Worthwhile Reading
This summer I’ve been doing an internship with the Saint Paul Area Council of Churches as part of the Peace Studies major at CSB/SJU. My primary responsibility has been to create a blogging site as a part of their revamping effort for their website (the main website, linked above, has not yet changed to the new website design the blog mimics). The council’s executive director, Patricia Lull, posted as her inaugural blog post a pledge regarding what she’ll be posting on the site. This is a pledge I feel that I should try and hold to myself for my posts to this blog. You’ll see in the comment I left on her post my feeling that all bloggers should hold themselves to some form of this pledge. From Patricia’s post:
Before I hit “post”, I’ll step back and ponder whether my words deserve your time as readers. If I reckon they do not, I’ll pause and “hold that thought” until it matures into something more fully formed.

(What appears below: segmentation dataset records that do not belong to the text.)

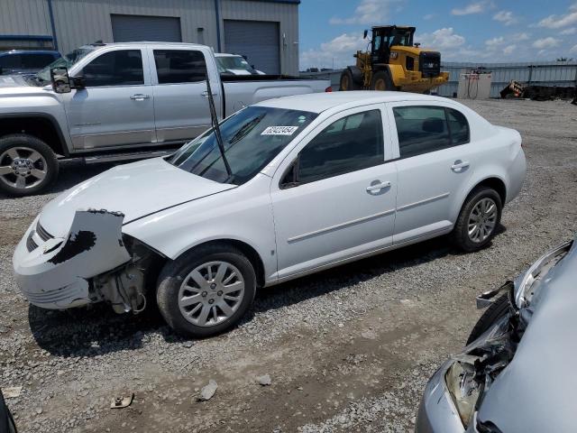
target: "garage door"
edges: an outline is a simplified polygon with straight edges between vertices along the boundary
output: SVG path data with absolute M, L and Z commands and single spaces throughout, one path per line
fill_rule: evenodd
M 225 52 L 246 56 L 267 74 L 279 74 L 279 23 L 224 20 Z
M 132 42 L 133 41 L 182 41 L 180 18 L 118 15 L 114 14 L 110 17 L 114 42 Z

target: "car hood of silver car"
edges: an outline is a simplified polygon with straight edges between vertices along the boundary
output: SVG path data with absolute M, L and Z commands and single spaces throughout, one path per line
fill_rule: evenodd
M 76 185 L 44 207 L 40 223 L 60 237 L 68 233 L 77 210 L 120 212 L 126 224 L 232 188 L 235 185 L 215 182 L 154 158 L 119 165 Z
M 577 242 L 547 273 L 538 295 L 515 356 L 478 413 L 503 433 L 568 432 L 577 425 Z

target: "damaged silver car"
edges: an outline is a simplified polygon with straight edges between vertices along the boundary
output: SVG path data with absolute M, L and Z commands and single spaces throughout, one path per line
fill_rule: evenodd
M 415 431 L 575 431 L 575 277 L 572 241 L 479 296 L 490 307 L 463 353 L 430 379 Z

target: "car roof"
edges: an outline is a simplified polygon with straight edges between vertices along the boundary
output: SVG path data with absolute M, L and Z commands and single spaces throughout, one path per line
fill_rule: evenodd
M 56 50 L 10 50 L 8 51 L 0 51 L 0 56 L 7 56 L 12 54 L 60 54 Z
M 309 93 L 307 95 L 296 95 L 284 97 L 255 104 L 255 106 L 270 106 L 272 108 L 284 108 L 288 110 L 310 111 L 322 113 L 341 106 L 363 106 L 369 104 L 380 104 L 383 102 L 398 101 L 446 101 L 440 97 L 432 97 L 418 93 L 388 92 L 375 90 L 357 90 L 349 92 L 325 92 Z M 347 106 L 348 107 L 348 106 Z

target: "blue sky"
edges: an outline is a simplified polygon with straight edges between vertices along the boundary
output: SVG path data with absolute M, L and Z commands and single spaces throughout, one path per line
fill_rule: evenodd
M 302 0 L 299 15 L 301 69 L 353 64 L 363 29 L 393 23 L 447 61 L 577 59 L 575 0 Z

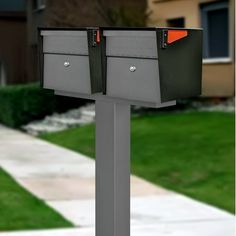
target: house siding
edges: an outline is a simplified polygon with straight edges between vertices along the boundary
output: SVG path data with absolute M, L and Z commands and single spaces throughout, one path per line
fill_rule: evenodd
M 216 0 L 148 0 L 149 26 L 167 26 L 167 20 L 184 17 L 185 27 L 201 27 L 200 4 Z M 203 65 L 202 96 L 231 97 L 234 95 L 234 0 L 230 7 L 230 62 Z

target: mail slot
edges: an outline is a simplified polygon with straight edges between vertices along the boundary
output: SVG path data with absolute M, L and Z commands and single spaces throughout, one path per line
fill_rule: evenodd
M 41 29 L 44 88 L 164 103 L 201 94 L 202 30 Z

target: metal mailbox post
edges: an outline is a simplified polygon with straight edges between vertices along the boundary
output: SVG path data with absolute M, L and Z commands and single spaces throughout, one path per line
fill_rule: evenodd
M 130 105 L 201 93 L 202 30 L 40 28 L 42 86 L 96 101 L 96 236 L 130 235 Z

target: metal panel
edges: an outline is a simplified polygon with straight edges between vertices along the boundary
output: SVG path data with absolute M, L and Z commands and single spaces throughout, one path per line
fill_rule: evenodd
M 44 88 L 90 94 L 88 56 L 44 54 Z
M 161 48 L 163 30 L 157 30 L 161 101 L 201 94 L 202 30 L 187 29 L 188 36 Z
M 159 91 L 158 60 L 107 58 L 108 96 L 157 103 Z
M 88 55 L 87 31 L 42 31 L 43 52 Z
M 157 58 L 155 31 L 104 31 L 106 55 Z

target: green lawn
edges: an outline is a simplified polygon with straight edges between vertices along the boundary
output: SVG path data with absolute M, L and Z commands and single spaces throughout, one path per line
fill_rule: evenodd
M 94 125 L 41 138 L 91 157 Z M 132 118 L 132 173 L 234 212 L 234 115 L 156 113 Z
M 71 226 L 0 168 L 0 231 Z

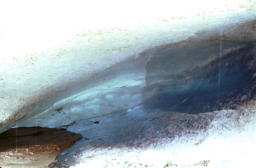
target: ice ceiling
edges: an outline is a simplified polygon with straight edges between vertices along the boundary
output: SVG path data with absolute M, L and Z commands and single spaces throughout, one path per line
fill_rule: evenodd
M 147 130 L 154 123 L 142 119 L 157 116 L 160 125 L 166 115 L 183 115 L 175 112 L 235 109 L 251 101 L 255 3 L 204 2 L 1 5 L 7 16 L 0 18 L 0 132 L 15 125 L 67 127 L 90 135 L 92 144 L 98 137 L 91 120 L 132 130 L 132 120 Z M 207 118 L 196 129 L 204 129 L 213 119 L 201 115 L 182 117 L 195 125 Z M 171 137 L 156 127 L 162 137 Z M 113 129 L 101 134 L 117 140 L 131 136 Z

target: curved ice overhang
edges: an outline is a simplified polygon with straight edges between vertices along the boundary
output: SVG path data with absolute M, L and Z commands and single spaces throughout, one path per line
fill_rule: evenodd
M 132 79 L 137 69 L 143 80 L 152 54 L 131 64 L 149 49 L 154 52 L 156 47 L 184 40 L 255 39 L 253 2 L 199 7 L 194 2 L 186 7 L 179 3 L 134 7 L 135 2 L 119 8 L 112 6 L 117 2 L 1 5 L 1 15 L 7 16 L 0 27 L 0 132 L 95 87 L 134 86 L 107 83 L 116 77 L 113 71 Z M 139 83 L 141 88 L 146 84 Z

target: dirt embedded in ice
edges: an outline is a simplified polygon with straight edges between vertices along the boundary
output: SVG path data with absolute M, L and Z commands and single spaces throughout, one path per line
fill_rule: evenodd
M 60 151 L 83 138 L 66 130 L 22 127 L 0 134 L 0 166 L 47 167 Z

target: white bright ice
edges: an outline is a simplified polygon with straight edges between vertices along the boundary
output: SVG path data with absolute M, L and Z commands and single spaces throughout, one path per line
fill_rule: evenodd
M 0 131 L 18 124 L 61 127 L 118 110 L 137 117 L 152 56 L 138 60 L 140 53 L 189 37 L 242 39 L 236 29 L 256 16 L 251 1 L 124 3 L 1 3 Z M 210 160 L 208 168 L 255 167 L 254 103 L 209 114 L 215 119 L 196 136 L 163 140 L 157 147 L 85 151 L 75 167 L 178 168 Z M 84 133 L 85 128 L 68 129 Z

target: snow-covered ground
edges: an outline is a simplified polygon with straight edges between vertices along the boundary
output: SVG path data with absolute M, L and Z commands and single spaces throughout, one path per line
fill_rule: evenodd
M 52 167 L 254 167 L 255 3 L 2 3 L 0 131 L 82 134 Z

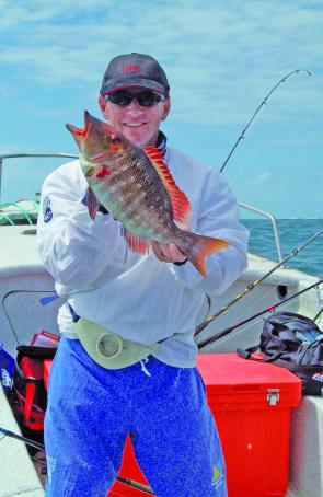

Patricia further holds anyone who chooses to comment on her posts to the same pledge:
And if you comment on something I’ve written I’ll receive your words with similar integrity, imagining that you, too, have thought well about what you want to say through this exchange.
Though every post I put here may not have quite that level of integrity (and it is a given that posts written even half a decade ago weren’t held to this), I hope that most of my blog posts do match this at least 80%. Hey, at least it is a good excuse for how little I’ve posted here, save for academic work during the semesters, recently.
In a nutshell, I hope that what is posted here ends up being worthwhile for you to have read, and that if you choose to comment on any post that what you add to the discussion is worthwhile for both me and other readers to read. Us humans don’t have that long on this Earth in retrospect, so all we do, including what we read, ought to be worthwhile.